I did this because I think its completely unnecessary in the main to buy new clothes, it contributes hugely to the problem of clothing being over produced and then scrapped – the UK has huge amounts of junked clothing to deal with, just ask my old pal Joe, he’ll tell you all about it.

So anyway I made this commitment, which seemed to me to be quite clear. And in the main I’ve kept to it – in point of fact I’ve always been a charity shop shopper anyway, so that wasnt such a big shift. But for some of us, I think its a big mind shift.

Now it must be said that I have bought some new clothes in this time, and I’ve been given a few pieces of new clothing too – as presents etc.

In particular I found there was a problem for me with second hand jeans, I just went through them really quickly, and so about 18 months ago I bought an expensive pair of organic cotton jeans made by Timberland.
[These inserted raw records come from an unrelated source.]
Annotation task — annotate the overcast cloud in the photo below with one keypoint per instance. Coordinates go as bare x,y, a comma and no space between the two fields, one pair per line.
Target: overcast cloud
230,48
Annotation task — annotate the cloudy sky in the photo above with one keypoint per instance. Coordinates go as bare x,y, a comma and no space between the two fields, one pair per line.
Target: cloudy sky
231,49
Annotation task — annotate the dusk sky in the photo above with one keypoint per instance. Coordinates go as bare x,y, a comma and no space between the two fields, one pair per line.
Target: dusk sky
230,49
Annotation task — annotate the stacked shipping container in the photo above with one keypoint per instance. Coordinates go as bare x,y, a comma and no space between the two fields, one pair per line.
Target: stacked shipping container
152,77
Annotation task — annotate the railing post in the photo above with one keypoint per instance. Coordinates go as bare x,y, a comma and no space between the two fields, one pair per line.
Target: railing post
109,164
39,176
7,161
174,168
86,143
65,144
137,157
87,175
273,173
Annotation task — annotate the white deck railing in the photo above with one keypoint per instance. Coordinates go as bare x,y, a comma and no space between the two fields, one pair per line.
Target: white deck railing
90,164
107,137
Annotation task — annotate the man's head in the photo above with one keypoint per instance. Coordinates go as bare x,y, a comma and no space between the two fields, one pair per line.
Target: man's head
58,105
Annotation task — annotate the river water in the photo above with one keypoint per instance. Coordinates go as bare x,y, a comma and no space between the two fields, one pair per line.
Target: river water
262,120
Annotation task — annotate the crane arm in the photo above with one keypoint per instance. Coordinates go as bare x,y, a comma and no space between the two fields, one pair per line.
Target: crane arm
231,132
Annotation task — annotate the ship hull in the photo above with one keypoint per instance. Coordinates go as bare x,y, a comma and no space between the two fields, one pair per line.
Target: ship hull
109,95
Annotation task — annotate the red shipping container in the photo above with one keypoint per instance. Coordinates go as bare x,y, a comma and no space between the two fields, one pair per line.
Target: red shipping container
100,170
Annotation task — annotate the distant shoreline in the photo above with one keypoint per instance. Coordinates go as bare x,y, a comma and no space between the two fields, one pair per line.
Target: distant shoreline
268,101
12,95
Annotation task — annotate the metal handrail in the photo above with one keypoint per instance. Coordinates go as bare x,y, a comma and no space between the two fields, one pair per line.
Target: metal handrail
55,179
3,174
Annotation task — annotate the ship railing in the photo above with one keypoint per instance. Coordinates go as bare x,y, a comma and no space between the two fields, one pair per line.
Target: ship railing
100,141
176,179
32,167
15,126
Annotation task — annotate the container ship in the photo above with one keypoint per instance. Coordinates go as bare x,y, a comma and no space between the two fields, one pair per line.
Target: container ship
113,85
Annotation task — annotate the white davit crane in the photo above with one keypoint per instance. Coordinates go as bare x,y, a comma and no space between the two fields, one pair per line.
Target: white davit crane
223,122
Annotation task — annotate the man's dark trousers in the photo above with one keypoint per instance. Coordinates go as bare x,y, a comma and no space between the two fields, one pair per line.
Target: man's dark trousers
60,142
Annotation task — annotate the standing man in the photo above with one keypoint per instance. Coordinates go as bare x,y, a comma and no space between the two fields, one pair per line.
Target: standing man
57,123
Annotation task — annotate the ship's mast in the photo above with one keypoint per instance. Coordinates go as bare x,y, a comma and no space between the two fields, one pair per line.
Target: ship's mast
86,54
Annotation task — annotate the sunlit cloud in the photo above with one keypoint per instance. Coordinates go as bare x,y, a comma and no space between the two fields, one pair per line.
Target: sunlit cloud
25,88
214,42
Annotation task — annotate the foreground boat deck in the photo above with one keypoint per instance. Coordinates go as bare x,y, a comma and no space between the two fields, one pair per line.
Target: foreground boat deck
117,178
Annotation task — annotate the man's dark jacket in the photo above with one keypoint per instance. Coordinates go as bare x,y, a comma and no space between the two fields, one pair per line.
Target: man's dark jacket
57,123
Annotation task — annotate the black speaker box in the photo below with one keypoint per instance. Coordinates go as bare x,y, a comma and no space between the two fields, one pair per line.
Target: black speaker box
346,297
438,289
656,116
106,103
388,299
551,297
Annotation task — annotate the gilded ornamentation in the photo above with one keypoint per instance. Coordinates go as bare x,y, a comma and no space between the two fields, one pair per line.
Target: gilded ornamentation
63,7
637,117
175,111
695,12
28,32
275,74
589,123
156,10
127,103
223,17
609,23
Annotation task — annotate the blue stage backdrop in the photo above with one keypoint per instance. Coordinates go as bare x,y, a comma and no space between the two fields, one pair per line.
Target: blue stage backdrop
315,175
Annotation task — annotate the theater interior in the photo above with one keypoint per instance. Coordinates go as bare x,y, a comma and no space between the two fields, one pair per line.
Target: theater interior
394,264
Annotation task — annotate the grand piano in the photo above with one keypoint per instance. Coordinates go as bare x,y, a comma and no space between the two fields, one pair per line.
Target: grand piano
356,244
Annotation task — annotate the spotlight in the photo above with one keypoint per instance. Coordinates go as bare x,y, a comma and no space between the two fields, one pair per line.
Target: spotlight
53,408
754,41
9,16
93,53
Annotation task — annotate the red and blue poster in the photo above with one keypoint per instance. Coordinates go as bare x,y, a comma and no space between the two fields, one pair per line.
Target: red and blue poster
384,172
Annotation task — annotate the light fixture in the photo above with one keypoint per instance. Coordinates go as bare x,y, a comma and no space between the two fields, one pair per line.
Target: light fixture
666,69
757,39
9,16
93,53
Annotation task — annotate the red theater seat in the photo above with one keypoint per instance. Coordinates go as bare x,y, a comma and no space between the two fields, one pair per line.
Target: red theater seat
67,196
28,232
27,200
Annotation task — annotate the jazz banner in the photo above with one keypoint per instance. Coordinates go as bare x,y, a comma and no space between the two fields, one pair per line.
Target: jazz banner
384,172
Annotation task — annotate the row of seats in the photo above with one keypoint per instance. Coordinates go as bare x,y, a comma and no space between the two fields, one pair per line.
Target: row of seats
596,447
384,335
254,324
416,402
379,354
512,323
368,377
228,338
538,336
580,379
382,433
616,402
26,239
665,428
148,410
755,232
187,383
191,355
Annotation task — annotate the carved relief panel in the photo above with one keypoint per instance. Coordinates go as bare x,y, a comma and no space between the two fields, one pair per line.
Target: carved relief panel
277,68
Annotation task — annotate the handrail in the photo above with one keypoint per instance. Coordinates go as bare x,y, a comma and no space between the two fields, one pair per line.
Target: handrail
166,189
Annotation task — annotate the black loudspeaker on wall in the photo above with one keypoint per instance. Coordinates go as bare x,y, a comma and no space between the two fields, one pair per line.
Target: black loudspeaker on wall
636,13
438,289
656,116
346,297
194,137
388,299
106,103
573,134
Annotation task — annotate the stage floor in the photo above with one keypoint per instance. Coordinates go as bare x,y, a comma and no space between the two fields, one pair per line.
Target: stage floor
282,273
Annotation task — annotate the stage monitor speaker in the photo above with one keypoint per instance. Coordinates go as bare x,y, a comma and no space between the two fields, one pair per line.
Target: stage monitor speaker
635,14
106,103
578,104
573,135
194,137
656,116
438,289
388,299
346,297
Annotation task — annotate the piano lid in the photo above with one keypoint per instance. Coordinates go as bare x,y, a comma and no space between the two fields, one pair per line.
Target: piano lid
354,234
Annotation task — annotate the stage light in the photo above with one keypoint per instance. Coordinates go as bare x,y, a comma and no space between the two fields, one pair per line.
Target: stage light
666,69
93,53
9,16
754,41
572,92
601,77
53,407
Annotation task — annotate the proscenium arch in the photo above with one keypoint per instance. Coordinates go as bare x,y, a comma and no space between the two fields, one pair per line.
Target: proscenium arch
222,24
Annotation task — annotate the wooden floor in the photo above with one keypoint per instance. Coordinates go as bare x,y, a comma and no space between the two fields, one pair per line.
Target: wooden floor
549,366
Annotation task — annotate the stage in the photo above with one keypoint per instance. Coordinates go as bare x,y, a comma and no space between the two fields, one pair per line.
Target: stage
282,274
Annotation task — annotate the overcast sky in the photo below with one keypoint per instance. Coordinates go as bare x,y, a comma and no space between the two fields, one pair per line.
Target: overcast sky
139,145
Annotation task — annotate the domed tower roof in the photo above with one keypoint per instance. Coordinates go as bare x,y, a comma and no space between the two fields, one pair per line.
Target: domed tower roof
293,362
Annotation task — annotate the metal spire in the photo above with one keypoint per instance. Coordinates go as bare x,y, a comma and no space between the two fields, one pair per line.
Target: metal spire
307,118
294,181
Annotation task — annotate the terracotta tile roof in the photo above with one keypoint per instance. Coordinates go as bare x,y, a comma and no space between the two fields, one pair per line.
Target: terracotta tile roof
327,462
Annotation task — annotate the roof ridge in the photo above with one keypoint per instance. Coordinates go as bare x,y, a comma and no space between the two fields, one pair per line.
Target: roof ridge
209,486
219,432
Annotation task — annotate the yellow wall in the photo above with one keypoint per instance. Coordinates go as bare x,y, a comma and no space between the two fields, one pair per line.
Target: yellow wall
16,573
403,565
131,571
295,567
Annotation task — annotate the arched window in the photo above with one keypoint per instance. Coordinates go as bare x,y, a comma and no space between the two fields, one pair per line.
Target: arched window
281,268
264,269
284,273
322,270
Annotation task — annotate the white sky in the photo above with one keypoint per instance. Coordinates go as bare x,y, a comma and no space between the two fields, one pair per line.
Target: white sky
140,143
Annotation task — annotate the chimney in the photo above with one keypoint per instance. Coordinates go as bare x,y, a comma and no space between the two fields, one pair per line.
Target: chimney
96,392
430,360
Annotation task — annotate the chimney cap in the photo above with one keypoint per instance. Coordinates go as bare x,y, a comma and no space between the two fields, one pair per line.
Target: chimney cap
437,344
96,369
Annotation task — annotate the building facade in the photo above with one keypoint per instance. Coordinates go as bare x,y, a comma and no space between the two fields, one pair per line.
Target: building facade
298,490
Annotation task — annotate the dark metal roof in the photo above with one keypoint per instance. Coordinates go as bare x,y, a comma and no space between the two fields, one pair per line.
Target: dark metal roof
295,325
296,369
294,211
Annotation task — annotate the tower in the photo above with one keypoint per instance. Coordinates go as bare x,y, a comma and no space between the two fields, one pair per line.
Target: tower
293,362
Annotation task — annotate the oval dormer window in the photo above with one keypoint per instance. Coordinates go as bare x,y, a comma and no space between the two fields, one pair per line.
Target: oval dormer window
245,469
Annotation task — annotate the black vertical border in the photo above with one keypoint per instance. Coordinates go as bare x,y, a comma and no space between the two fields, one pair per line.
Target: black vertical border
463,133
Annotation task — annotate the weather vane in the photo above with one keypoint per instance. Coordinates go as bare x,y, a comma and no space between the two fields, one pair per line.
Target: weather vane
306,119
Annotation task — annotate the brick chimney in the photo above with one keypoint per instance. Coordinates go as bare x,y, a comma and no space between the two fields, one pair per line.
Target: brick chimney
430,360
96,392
They’ve been very good, multipurpose, and have taken the obligatory ‘mud and bike’ based battering that I tend to give all clothes.

I have also found it very difficult to find smartish polo shirts, and so bought two fair trade, organic cotton polos from Gossypium quite recently, they should last me a long time.

But in the main I’ve bought all I need from charity shops, which are particularly good for shirts I think. I’ve needed a few smart short sleeve shirts for trips overseas etc, and they’ve all been sourced in charity shops.I’m also mainly wearing second hand leather army boots at the moment (until sandal weather arrives). The strength of army boots, I think, is that they last forever if you look after them, they can be re-soled so they can just go on and on, they also can look smart or casual, and take the same mud and bike based battering with ease.

I’ve also done a wee bit of alteration here and there of old clothes – including to the disgust of my nearest and dearest cutting up a pair or two of old woven boxer shorts (my own) and hemming them up to use as handkerchiefs. Perfect.

I dont think its obligatory to buy absolutely everything second hand, I just dont think we should take new clothes for granted. Some are necessary, I think particularly in uniforms and so on, we will always need new clothing production. But in the main, for day to day wear, second hand could provide almost all we need. When you do need to buy new clothes, please dont just buy any old rubbish, think carefully, choose slowly, and buy quality, ethically sourced, product.